A senior White House official, who insisted on anonymity to discuss the talks, said the U.S. assessment is that Iran doesn't yet have the ability to assemble a warhead. Tehran would first have to expel U.N. International Atomic Energy Agency inspectors before proceeding, which would alert the international community, he said.

The Israelis, however, fear that Iran is entering a “zone of immunity” beyond which its nuclear facilities will be too heavily defended for Israel to destroy, and they think that only the U.S. military has the ability to take them out.

“The U.S. sees that we have time, we have superior military capabilities, we have time to see if sanctions play themselves out,” said David Makovsky of the Washington Institute for Near East Policy, a pro-Israel think tank. “The Israeli fear is that you might not know if they convert” their facilities from producing low-enriched uranium to producing the highly enriched uranium required for a bomb.

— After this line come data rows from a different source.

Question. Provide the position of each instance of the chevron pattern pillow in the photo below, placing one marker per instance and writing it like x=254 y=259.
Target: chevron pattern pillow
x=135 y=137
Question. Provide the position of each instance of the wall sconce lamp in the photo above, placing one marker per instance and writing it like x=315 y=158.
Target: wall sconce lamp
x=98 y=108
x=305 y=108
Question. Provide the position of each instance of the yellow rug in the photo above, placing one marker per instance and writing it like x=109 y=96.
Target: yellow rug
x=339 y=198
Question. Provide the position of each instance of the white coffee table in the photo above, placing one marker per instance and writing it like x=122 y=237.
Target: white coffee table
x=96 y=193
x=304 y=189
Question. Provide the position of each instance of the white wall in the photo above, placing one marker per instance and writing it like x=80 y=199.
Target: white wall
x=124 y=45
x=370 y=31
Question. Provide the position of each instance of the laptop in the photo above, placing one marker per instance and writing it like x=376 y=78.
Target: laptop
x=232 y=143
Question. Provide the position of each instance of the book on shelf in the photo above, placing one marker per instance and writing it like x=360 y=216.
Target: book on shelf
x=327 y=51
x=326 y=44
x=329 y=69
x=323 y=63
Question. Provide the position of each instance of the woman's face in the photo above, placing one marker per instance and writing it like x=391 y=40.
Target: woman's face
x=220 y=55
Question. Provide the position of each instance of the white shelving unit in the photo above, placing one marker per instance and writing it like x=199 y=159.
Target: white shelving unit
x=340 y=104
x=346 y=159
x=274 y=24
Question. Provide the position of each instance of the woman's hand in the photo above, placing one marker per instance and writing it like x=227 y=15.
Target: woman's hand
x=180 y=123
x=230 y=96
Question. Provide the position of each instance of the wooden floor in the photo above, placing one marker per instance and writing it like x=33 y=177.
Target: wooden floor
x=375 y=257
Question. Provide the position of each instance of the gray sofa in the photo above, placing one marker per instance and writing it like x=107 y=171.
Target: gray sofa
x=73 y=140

In his new report, former U.N. nuclear inspector David Albright of the Institute for Science and International Security said that Iran already has the ability to make highly enriched uranium and a crude nuclear weapon.

But, the report continued, sanctions, covert intelligence operations and intense international scrutiny of the Iranian program have dissuaded Tehran from building a warhead, and it is “unlikely” to do so in 2012 “in large part because it will remain deterred from doing so.”

Only “a negotiated long-term resolution” can ensure that Iran doesn't build nuclear weapons, the report said. It called for a combination of tougher sanctions and “creative diplomatic methods of achieving a compromise,” such as reviving a proposal to freeze sanctions in return for Iran freezing uranium enrichment.